Ankara (AA)- Sağlık Bakanlığı Temel Sağlık Hizmetleri Genel Müdürü Turan Buzgan, Ankara'da borulardaki arıza nedeniyle devam eden su kesintilerinin sona ermesinden sonraki 6 saat boyunca şebeke sularının kaynatılmadan içilmemesi gerektiğini bildirdi.
Üniversite hastanelerindeki su sıkıntılarının giderilmesi için ASKİ ile irtibat kurduklarını ve gereken katkının sağlanacağını belirten Buzgan, Ankara'ya getirilecek Kızılırmak'ın suyunun da barajlardaki diğer sularla karıştıktan sonra içilebileceğini belirtti.
Buzgan, makamında yaptığı açıklamada, şebeke suyunun denetimi açısından 640 noktadan alınan numuneler üzerinde yapılan analizler sonucunda, bakiye klor miktarının yeterli düzeyde olduğunun ve biyokimyasal açıdan risk bulunmadığının tespit edildiğini belirterek, bunun Başkent'teki şebeke sularının kullanılabilir ve içilebilir olduğu anlamına geldiğini bildirdi.
Su kesintilerinden sonra şebekede negatif bir basınç oluştuğunu kaydeden Buzgan, boru hattındaki bağlantı yerinde bir problem ya da kanalizasyon arızası olması halinde boruların içine çevredeki zararlı maddelerin girebileceğini söyledi. Buzgan, "Ama Ankara'da ana şebeke hattında bu tür bir sorun yok. Boru hattında bütünlüğün bozulması söz konusu değil" diye konuştu.
Kesintilerin devam etmesi halinde salgın hastalık riskinin ortadan kalkmayacağını ifade eden Buzgan, "Ama şu ana kadar salgın hastalık görülmemesi, ishal sayılarında artış olmaması, suyun mikrobiyolojik ve biyokimyasal açıdan temiz olması ve yine bakiye klorun istediğimiz oranda olması memnuniyet verici" diye konuştu.
Bakanlık olarak, ilgili uzmanların görüşleri doğrultusunda kesintilerden sonraki 6 saat boyunca şebeke sularının kaynatılmadan içilmemesi tavsiyesinde bulunduklarını bildiren Buzgan, ayrıca bu suların musluktan gelmeye başladıktan sonra 3-5 dakika akıtıldıktan sonra banyo ve el yıkama dahil bütün işlemlerde güvenle kullanılabileceğini söyledi.

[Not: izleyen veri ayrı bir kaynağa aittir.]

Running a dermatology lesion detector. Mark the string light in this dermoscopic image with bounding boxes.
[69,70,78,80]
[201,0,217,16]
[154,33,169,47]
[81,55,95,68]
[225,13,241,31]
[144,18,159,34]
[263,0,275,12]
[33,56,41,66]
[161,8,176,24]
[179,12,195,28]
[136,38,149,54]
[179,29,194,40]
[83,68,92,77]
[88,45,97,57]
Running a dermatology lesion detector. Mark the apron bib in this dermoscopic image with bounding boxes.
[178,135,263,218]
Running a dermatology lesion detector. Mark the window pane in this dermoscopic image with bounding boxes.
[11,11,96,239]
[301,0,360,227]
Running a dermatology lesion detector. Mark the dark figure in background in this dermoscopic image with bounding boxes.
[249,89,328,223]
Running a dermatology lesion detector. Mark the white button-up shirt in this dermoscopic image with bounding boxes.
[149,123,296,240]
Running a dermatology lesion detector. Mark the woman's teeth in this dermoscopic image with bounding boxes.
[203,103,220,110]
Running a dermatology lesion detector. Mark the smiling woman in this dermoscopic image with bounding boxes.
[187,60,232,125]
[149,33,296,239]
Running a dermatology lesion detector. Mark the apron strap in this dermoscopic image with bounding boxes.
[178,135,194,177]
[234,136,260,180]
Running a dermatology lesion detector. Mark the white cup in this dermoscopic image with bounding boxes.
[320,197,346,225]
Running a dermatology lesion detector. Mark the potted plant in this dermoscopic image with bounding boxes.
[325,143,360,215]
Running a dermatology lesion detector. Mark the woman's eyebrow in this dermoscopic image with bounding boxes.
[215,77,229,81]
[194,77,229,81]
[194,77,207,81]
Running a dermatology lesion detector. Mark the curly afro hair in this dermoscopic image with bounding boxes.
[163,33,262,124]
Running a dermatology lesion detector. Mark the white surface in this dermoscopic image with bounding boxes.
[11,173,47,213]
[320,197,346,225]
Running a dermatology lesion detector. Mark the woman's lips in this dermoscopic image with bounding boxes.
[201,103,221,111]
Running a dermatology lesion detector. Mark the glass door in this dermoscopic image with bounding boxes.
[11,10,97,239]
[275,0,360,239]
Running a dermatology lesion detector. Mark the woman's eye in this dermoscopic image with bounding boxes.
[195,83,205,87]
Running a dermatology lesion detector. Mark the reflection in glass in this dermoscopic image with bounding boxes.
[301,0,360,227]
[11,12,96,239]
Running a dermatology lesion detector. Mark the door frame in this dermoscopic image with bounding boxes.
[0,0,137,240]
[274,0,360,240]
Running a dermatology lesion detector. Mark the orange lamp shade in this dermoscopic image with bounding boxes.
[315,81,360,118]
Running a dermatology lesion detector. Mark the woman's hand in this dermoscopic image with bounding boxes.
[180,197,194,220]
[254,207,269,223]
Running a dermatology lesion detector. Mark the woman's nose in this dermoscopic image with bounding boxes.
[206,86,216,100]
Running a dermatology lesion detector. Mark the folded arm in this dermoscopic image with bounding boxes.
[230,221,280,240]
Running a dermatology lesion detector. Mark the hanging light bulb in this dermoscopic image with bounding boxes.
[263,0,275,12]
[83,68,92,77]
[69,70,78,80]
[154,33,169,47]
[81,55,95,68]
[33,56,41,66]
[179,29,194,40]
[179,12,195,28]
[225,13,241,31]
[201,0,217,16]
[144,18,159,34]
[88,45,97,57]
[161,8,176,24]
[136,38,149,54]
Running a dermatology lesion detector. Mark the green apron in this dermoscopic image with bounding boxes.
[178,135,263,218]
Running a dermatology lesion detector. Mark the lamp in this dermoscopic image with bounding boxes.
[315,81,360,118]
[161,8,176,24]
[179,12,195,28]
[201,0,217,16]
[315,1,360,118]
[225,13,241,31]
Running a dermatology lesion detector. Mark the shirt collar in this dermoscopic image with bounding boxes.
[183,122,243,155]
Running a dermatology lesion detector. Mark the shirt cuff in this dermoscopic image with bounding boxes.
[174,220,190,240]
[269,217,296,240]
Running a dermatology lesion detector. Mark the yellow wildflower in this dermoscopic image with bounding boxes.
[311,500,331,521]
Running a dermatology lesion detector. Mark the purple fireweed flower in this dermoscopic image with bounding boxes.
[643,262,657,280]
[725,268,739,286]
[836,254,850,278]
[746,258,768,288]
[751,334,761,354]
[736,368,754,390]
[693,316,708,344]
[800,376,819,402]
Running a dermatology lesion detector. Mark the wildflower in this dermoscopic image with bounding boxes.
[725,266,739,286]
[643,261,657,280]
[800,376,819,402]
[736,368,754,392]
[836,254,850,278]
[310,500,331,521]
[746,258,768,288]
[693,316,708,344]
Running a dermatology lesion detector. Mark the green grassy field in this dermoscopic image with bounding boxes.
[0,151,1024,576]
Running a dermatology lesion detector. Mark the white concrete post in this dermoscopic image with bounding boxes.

Kaçak ve denetimsiz kuyulardaki suların kullanımıyla ilgili uyarılarda da bulunan Buzgan, ruhsatsız ve kontrolsüz kaynaklardaki suların kesinlikle kullanılmaması gerektiğini bildirdi.Kanserojen etki ortaya çıkmaması için içme sularının konulduğu kapların güneşte bırakılmaması uyarısında bulunan Buzgan, meyve ve sebzelerin de
yüzde 1'lik klor solüsyonlarıyla yıkanması gerektiğini söyledi. Buzgan, Ankara'ya getirilmesi için çalışmalar yürütülen Kızılırmak suyu ile ilgili soruları da yanıtlarken, İçme ve Kullanma Sularıyla İlgili Yönetmelikte parametrelerin belli olduğunu bildirdi.
Buna göre, içme sularındaki sülfat oranının litrede 250 miligramı geçmemesi gereğine işaret eden Buzgan, Kızılırmak'ın suyunun yıllardır Kırıkkale'de içme suyu olarak kullanıldığını hatırlattı.Ankara Büyükşehir Belediyesi yetkililerince Kesikköprü ve Hirfanlı'dan alınacak suların işlemden geçirildikten sonra sisteme verileceğinin
ifade edildiğini kaydeden Buzgan, "Ancak ilk etapta diğer sularla karıştırılarak verileceği için sağlık açısından herhangi bir problem olmayacaktır. Şu andaki Ankara suyunun oranı da zaten 50'nin altında. Dolayısıyla bu suyla Kızılırmak'ın suyunun karışması durumunda herhangi bir sıkıntı olmadan bu su içilebilir" dedi.